Would the game have gone better if you and an ally had assaulted Mali? Was America friendly/pleased with you and sharing a religion?

I find that Emperor is impossible without good "friends".
 
Would the game have gone better if you and an ally had assaulted Mali? Was America friendly/pleased with you and sharing a religion?

I find that Emperor is impossible without good "friends".

You don't need friends. AIs don't make good friends, anyway. You should halfheartedly try to have one or two non-enemies, though. :goodjob:
 
You can't ignore diplomacy monarch+ really. Dogpiling is deadly. Always easier to have the dogpiling going in the other direction.
 
You can't ignore diplomacy monarch+ really. Dogpiling is deadly. Always easier to have the dogpiling going in the other direction.

Yeah but you don't need to be friends, just non-enemies. I'd rather be no. 2 or lower on everybody's hitlist than be no. 1 on some civs' hitlists and last place on some other civs' hitlists.
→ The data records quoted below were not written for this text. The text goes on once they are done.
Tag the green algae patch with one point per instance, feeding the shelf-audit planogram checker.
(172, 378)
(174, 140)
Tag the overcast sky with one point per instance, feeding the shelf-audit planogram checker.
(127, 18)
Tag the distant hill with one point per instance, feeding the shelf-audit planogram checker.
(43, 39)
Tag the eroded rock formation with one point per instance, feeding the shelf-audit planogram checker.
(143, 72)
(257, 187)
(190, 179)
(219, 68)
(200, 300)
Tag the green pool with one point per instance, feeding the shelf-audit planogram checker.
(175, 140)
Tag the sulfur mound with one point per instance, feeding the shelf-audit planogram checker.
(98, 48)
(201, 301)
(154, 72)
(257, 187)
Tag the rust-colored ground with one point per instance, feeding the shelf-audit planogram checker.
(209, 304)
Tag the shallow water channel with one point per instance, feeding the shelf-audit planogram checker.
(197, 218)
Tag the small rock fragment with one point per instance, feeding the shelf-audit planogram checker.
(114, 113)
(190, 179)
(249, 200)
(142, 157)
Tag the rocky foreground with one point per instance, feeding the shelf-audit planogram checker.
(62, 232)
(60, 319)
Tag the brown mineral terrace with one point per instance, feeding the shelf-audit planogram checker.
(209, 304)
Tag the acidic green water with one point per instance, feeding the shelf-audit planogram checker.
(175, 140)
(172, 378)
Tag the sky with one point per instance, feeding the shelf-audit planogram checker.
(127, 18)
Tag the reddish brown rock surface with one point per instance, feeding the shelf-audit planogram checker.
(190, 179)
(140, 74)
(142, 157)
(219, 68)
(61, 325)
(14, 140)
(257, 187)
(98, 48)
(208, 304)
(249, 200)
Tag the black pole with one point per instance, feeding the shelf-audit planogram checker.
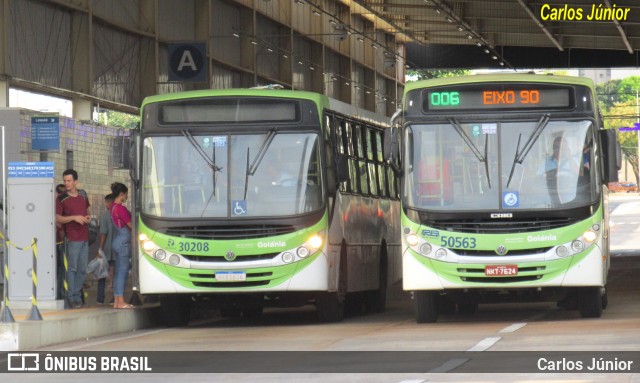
(34, 314)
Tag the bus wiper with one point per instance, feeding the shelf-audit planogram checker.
(214, 178)
(521, 155)
(204, 155)
(251, 170)
(472, 146)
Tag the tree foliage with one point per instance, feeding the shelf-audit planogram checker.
(620, 109)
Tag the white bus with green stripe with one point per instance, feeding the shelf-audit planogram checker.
(254, 198)
(504, 193)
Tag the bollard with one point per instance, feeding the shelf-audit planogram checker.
(34, 314)
(6, 317)
(65, 284)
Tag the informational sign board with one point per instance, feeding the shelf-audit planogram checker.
(45, 133)
(188, 61)
(30, 170)
(31, 214)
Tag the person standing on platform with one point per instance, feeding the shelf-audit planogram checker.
(60, 189)
(121, 244)
(104, 245)
(72, 211)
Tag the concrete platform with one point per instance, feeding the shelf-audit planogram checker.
(60, 325)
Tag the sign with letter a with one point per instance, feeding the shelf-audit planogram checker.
(188, 61)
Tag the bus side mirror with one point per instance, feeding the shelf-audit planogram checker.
(342, 169)
(612, 157)
(390, 141)
(390, 144)
(134, 155)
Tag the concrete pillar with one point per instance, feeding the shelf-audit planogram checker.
(148, 52)
(82, 109)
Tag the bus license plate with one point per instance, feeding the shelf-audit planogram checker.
(231, 276)
(501, 270)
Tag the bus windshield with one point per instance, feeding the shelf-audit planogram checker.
(500, 165)
(231, 175)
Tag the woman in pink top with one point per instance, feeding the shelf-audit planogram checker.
(121, 244)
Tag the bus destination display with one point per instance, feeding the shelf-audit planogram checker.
(497, 98)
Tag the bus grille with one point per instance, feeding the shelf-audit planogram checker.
(527, 274)
(492, 253)
(230, 232)
(221, 258)
(231, 285)
(492, 226)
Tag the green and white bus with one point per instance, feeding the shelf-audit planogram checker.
(253, 198)
(503, 193)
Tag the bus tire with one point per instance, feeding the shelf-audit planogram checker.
(467, 308)
(445, 305)
(377, 299)
(176, 310)
(590, 302)
(330, 307)
(252, 312)
(425, 306)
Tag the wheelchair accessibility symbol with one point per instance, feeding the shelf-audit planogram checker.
(510, 199)
(239, 207)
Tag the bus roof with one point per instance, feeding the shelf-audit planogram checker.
(318, 98)
(321, 100)
(500, 77)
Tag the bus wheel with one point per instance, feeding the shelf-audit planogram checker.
(330, 307)
(176, 310)
(377, 299)
(232, 312)
(252, 312)
(445, 305)
(590, 302)
(425, 306)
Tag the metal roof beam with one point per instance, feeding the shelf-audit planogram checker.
(622, 33)
(539, 23)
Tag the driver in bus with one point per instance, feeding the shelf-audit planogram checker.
(561, 158)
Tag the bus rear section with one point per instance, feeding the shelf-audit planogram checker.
(233, 206)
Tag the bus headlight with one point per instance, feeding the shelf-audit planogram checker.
(577, 246)
(159, 255)
(412, 239)
(425, 249)
(590, 236)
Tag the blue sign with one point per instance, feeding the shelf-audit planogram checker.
(45, 133)
(188, 61)
(239, 207)
(30, 170)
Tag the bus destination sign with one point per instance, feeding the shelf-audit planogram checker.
(496, 97)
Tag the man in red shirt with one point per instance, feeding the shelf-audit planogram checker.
(72, 211)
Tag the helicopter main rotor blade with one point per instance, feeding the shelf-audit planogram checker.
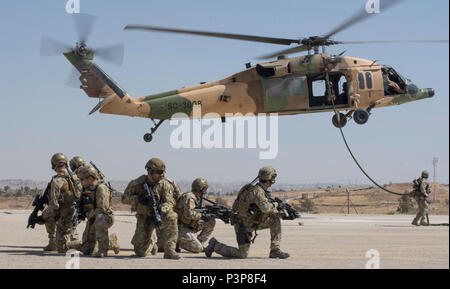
(282, 41)
(51, 47)
(361, 15)
(395, 41)
(286, 51)
(113, 53)
(73, 79)
(83, 24)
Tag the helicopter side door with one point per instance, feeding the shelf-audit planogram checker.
(370, 86)
(285, 93)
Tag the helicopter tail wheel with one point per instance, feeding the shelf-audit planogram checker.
(339, 122)
(361, 116)
(148, 137)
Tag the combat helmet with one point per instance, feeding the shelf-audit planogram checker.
(200, 185)
(267, 174)
(58, 159)
(76, 162)
(155, 164)
(86, 171)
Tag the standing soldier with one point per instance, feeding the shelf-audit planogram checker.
(61, 205)
(96, 201)
(191, 221)
(420, 194)
(76, 163)
(136, 196)
(253, 211)
(158, 241)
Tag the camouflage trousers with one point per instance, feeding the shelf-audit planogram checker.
(96, 234)
(64, 229)
(244, 235)
(50, 223)
(192, 243)
(142, 238)
(422, 211)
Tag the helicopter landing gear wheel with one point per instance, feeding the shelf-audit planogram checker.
(341, 122)
(361, 116)
(148, 137)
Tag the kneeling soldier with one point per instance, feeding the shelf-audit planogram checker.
(150, 216)
(191, 222)
(253, 211)
(96, 204)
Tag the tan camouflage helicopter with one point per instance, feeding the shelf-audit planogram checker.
(286, 86)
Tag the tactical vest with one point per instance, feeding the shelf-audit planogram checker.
(244, 207)
(180, 207)
(68, 192)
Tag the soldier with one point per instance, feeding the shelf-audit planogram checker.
(190, 221)
(420, 193)
(158, 241)
(135, 196)
(96, 201)
(252, 211)
(61, 205)
(76, 163)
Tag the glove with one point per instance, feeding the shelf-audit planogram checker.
(207, 217)
(144, 199)
(40, 220)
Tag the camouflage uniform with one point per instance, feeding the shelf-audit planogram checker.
(97, 204)
(61, 204)
(158, 241)
(142, 238)
(191, 222)
(265, 215)
(420, 194)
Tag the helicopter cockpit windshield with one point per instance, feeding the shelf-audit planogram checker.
(394, 83)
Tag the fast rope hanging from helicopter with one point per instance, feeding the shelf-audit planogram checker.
(346, 144)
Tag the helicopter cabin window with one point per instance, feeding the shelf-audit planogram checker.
(296, 86)
(361, 81)
(276, 88)
(318, 93)
(369, 80)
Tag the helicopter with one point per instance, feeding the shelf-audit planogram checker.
(312, 83)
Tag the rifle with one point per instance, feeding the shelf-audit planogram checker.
(153, 205)
(38, 203)
(102, 176)
(216, 210)
(287, 212)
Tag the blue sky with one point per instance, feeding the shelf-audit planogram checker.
(39, 115)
Also, I've had most of the world against me in war on monarch and emperor sometimes, after I have built up a decently-sized army, and that's been fine. Better than fine. Just ask the 10 GG's that spawn from those wars (albeit with Great Wall help). :) Meanwhile Statue of Zeus can put the hurtin' on everyone warring with you, especially if you have Emancipation and they don't.
 
Just to demonstrate with a few screenshots from my current game. Ragnar (IMO the toughest opponent in BTS) has taken out Korea (completely) and the Ottomans (with my help). Once he vassalized Spain, I knew it was time: I switched my allegiance, trade and support to Rome and France.